Já muitos condutores passaram por isto. Um carro que fica sem combustível, seja por distracção ou devido a qualquer tipo de avaria, e eis que nos vemos forçados a pedir ajuda a alguém que nos traga um ou dois litros de combustível para conseguirmos chegar à bomba. Mas, no meio de toda a confusão, contamos com um mínimo de senso comum da pessoa a quem pedimos ajuda. Este relato prova que nem sempre essa premissa se verifica.
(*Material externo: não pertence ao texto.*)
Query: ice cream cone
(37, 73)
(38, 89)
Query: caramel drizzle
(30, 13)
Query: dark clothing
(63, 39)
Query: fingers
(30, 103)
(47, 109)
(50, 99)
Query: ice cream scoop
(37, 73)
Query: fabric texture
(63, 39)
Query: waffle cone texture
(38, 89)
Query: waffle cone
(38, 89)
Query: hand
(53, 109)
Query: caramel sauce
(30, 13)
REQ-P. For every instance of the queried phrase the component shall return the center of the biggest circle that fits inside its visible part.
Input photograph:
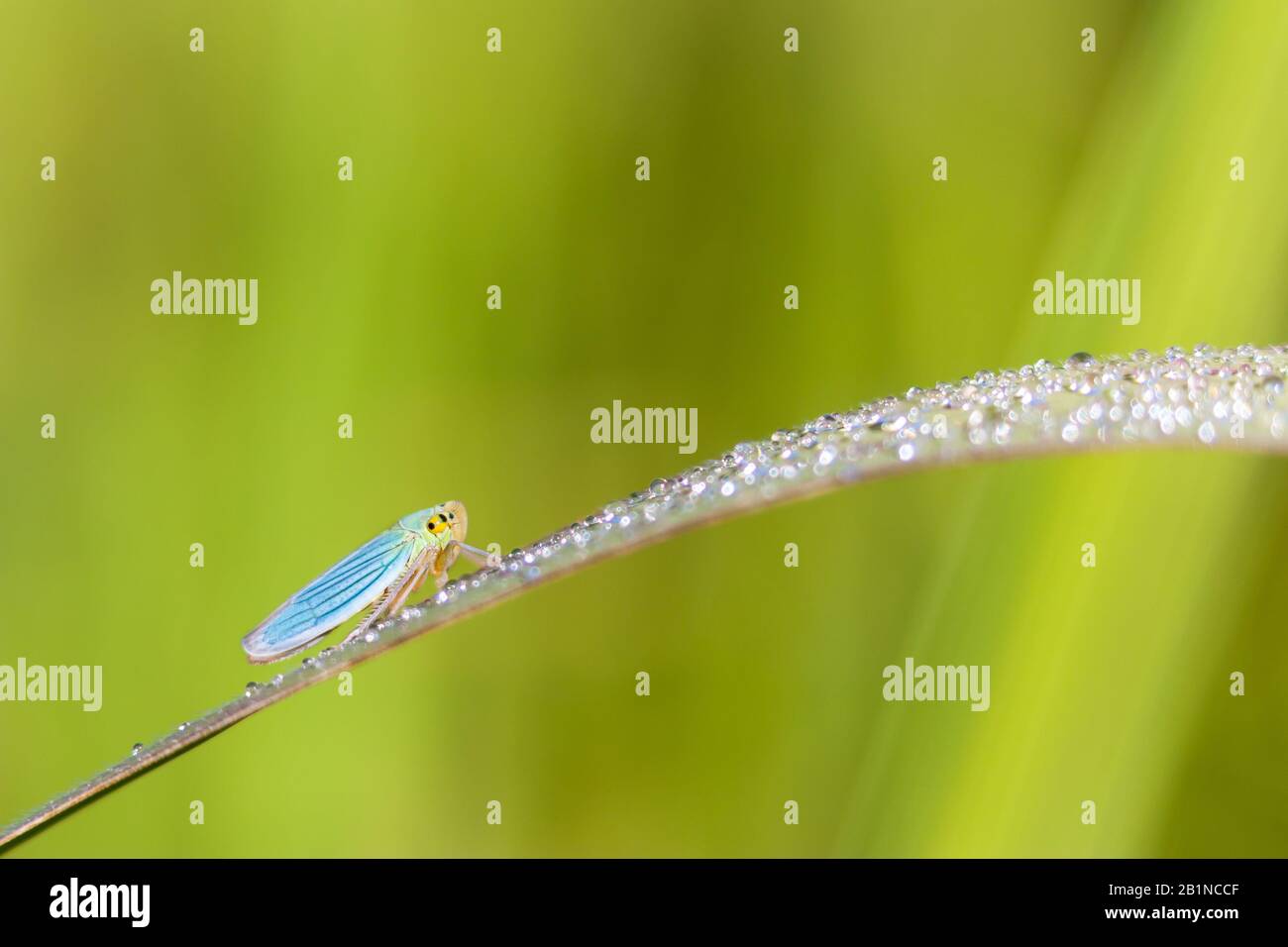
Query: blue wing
(334, 596)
Alguém registou o momento em vídeo pois, de contrário, seria difícil acreditar que tudo isto verdadeiramente aconteceu. Uma condutora foi a uma bomba de combustível buscar o que parece ser gasolina. Tipicamente, isto é algo que se faz com recurso a um jerricã, idealmente homologado para este tipo de transporte, o que significa que, mesmo que tombe, não verte e inunda o habitáculo ou a mala com um líquido que tem tendência para se incendiar ao mínimo pretexto e em relação ao qual até os vapores são perigosos.

Na ausência de um jerricã, a mulher poderia ter-se munido de uma garrafa de plástico – o que é proibido em Portugal, uma vez que há plásticos que são atacados pela gasolina, dando origens a fugas, apesar disso implicar que ambos estejam em contacto durante um período prolongado. Mas esta condutora preferiu ensacar uns litrinhos – e parecem no mínimo uns 10 litros – num sempre “funcional” saco plástico.

Como os sacos de plástico não foram concebidos para transportar líquidos, também aquele começou desde logo a pingar gasolina por todos os (muitos) buracos que tinha, o que a senhora resolveu colocando a gasolina e o primeiro saco dentro de um segundo, com a certeza que, agora sim, estaria garantida. O que obviamente não correspondia à realidade, uma vez que o primeiro saco verteu para o segundo e este, com mais ou menos buracos, acabaria por verter para a mala do carro, ensopando toda a traseira em gasolina.

Mas ainda faltava o problema mais grave, que consistia em fechar o saco (ou melhor os sacos) de forma tão hermética quanto possível, o que parecia mais uma missão impossível. Mas, para a condutora, nada que não se revolvesse com um duplo nó… Só é pena que a pessoa que filmou o acontecimento não tenha aproveitado para chamar a polícia ou, então, seguir o veículo ensopado em combustível. Assim ficaríamos a saber qual foi o desfecho deste lamentável evento.